I am trying to access an environment variable from a C++ program. So I made a test program which works fine :
#include <stdio.h>
#include <stdlib.h>
int main ()
{
printf("MANIFOLD : %s\n", getenv("MANIFOLD_DIRECTORY"));
return(0);
}
Output : MANIFOLD : /home/n1603031f/Desktop/manifold-0.12.1/kitfox_configuration/input.config
Note : Signature of getenv is :
char *getenv(const char *name);
But when I use this as a part of a bigger program with many files linked :
energy_introspector->configure (getenv("MANIFOLD_DIRECTORY"));
Above does not work.
char *a = new char [1000];
a = getenv("MANIFOLD_DIRECTORY");
energy_introspector->configure (a);
Above also does not work.
Note : Signature of configure function :
void configure(const char *ConfigFile);
Error message :
Number of LPs = 1
[Ubuntu10:18455] *** Process received signal ***
[Ubuntu10:18455] Signal: Segmentation fault (11)
[Ubuntu10:18455] Signal code: Address not mapped (1)
[Ubuntu10:18455] Failing at address: (nil)
[Ubuntu10:18455] [ 0] /lib/x86_64-linux-gnu/libpthread.so.0(+0x10330) [0x7f9a38149330]
[Ubuntu10:18455] [ 1] /lib/x86_64-linux-gnu/libc.so.6(strlen+0x2a) [0x7f9a37dfc9da]
[Ubuntu10:18455] [ 2] /home/n1603031f/Desktop/manifold-0.12.1/simulator/smp/QsimLib/smp_llp() [0x5bf8c4]
[Ubuntu10:18455] [ 3] /home/n1603031f/Desktop/manifold-0.12.1/simulator/smp/QsimLib/smp_llp() [0x5a4ac6]

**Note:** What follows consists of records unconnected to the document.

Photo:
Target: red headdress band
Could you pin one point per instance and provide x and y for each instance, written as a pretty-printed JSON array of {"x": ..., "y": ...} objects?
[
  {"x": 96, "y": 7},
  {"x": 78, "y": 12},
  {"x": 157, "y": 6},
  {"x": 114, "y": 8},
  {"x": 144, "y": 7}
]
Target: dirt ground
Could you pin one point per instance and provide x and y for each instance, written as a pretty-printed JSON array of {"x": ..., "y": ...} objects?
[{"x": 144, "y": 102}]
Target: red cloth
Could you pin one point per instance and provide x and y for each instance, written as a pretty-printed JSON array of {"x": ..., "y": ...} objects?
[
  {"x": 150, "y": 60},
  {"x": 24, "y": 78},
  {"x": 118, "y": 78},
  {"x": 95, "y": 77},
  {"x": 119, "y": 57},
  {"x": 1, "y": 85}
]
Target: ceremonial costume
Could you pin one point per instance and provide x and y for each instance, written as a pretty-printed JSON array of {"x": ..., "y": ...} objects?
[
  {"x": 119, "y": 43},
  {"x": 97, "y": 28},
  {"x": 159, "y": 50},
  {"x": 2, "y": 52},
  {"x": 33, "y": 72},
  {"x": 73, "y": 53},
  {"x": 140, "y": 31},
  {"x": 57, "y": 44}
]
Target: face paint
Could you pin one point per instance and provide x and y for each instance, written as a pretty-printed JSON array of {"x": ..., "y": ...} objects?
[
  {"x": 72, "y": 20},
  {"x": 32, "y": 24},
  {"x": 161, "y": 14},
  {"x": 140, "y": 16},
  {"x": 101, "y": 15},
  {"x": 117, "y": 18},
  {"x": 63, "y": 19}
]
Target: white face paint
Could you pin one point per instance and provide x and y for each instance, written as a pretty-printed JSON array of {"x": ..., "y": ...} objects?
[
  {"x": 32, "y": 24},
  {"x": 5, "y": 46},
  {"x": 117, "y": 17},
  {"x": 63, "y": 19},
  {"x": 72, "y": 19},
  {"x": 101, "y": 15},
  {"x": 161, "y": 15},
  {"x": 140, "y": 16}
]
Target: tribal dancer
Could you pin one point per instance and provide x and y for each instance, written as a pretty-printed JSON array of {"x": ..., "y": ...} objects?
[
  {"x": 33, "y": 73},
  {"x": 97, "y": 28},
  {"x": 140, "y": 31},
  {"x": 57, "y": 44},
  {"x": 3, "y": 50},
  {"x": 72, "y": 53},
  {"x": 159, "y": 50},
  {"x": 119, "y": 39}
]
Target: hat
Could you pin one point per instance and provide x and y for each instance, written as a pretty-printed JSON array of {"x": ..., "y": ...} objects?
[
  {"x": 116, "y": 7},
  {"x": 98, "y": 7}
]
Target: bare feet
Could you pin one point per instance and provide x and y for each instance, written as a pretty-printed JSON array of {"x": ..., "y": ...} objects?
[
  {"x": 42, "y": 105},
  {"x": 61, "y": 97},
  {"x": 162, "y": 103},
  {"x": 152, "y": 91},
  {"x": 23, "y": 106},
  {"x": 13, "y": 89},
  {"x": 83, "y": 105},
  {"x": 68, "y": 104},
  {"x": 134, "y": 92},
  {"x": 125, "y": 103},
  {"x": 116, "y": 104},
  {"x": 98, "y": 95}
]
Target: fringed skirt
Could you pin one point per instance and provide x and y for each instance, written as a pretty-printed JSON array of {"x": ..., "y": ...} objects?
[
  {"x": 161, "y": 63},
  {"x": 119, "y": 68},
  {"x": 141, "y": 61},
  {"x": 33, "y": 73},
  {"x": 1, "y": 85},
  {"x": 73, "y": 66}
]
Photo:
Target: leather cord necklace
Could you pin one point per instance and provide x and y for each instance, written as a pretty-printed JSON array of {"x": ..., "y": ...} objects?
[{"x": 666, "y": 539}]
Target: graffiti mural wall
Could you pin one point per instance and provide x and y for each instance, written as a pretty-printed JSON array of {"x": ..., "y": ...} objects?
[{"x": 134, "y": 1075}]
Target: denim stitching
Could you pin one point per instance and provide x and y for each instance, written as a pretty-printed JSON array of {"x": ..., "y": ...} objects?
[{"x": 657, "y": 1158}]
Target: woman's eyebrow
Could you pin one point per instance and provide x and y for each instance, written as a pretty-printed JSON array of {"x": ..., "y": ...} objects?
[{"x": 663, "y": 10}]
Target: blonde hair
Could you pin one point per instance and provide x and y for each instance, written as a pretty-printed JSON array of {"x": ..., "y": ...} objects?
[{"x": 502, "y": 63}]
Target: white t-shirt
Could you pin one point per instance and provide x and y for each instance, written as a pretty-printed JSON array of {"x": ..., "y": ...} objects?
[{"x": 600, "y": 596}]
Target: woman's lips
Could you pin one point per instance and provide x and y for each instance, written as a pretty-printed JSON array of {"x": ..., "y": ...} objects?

[Ubuntu10:18455] [ 4] /home/n1603031f/Desktop/manifold-0.12.1/simulator/smp/QsimLib/smp_llp() [0x5a4df8]
[Ubuntu10:18455] [ 5] /home/n1603031f/Desktop/manifold-0.12.1/simulator/smp/QsimLib/smp_llp() [0x4283b6]
[Ubuntu10:18455] [ 6] /home/n1603031f/Desktop/manifold-0.12.1/simulator/smp/QsimLib/smp_llp() [0x41e197]
[Ubuntu10:18455] [ 7] /home/n1603031f/Desktop/manifold-0.12.1/simulator/smp/QsimLib/smp_llp() [0x41de7a]
[Ubuntu10:18455] [ 8] /home/n1603031f/Desktop/manifold-0.12.1/simulator/smp/QsimLib/smp_llp() [0x41d906]
[Ubuntu10:18455] [ 9] /home/n1603031f/Desktop/manifold-0.12.1/simulator/smp/QsimLib/smp_llp() [0x41710b]
[Ubuntu10:18455] [10] /lib/x86_64-linux-gnu/libc.so.6(__libc_start_main+0xf5) [0x7f9a37d95f45]
[Ubuntu10:18455] [11] /home/n1603031f/Desktop/manifold-0.12.1/simulator/smp/QsimLib/smp_llp() [0x41697f]
[Ubuntu10:18455] *** End of error message ***
--------------------------------------------------------------------------
mpirun noticed that process rank 0 with PID 18455 on node Ubuntu10 exited on signal 11 (Segmentation fault).
--------------------------------------------------------------------------
But this works :
energy_introspector->configure ("/home/n1603031f/Desktop/manifold-0.12.1/kitfox_configuration/input.config");
getenv returns a pointer to library-allocated memory that is not owned by your program. Your
a = new char [1000]
line shows you did not recognize this and seem to assume you need to supply the memory. That is not true, especially you may never free the memory returned by getenv.
(Even if that would be correct, the simple pointer assignment
a = getenv...
would still be wrong, as you're just swapping a pointer and not copying the memory. That line is a memory leak as you loose the pointer to the allocated 1000 chars)
If you want your program to own that memory so you can later free it, you need to copy it into our private memory space.
a = new char [1000];
e = getenv (<whatever>);
strcpy (a, e);
Unfortunately, I cannot see what you do with the pointer later on in your other examples, especially if you try to free or delete it. Both will lead to an error.
First explicit error in your code is char array allocation and then assigning result of getenv. This leads to memory leak. In your case use:
std::string a = getenv("MANIFOLD_DIRECTORY");
This saves the result in variable a and makes your code immune to unsetting environment variables.
If getenv returns NULL then variable with specified name is not in the environment passed to your application. Try to list all available environment variables with code like below.
extern char** environ;
for (int i = 0; environ[i] != NULL; ++i) {
std::cout << environ[i] << std::endl;
}
If your variable is not listed then most probably it's the problem how you call your application. The other option is that your environment has been unset.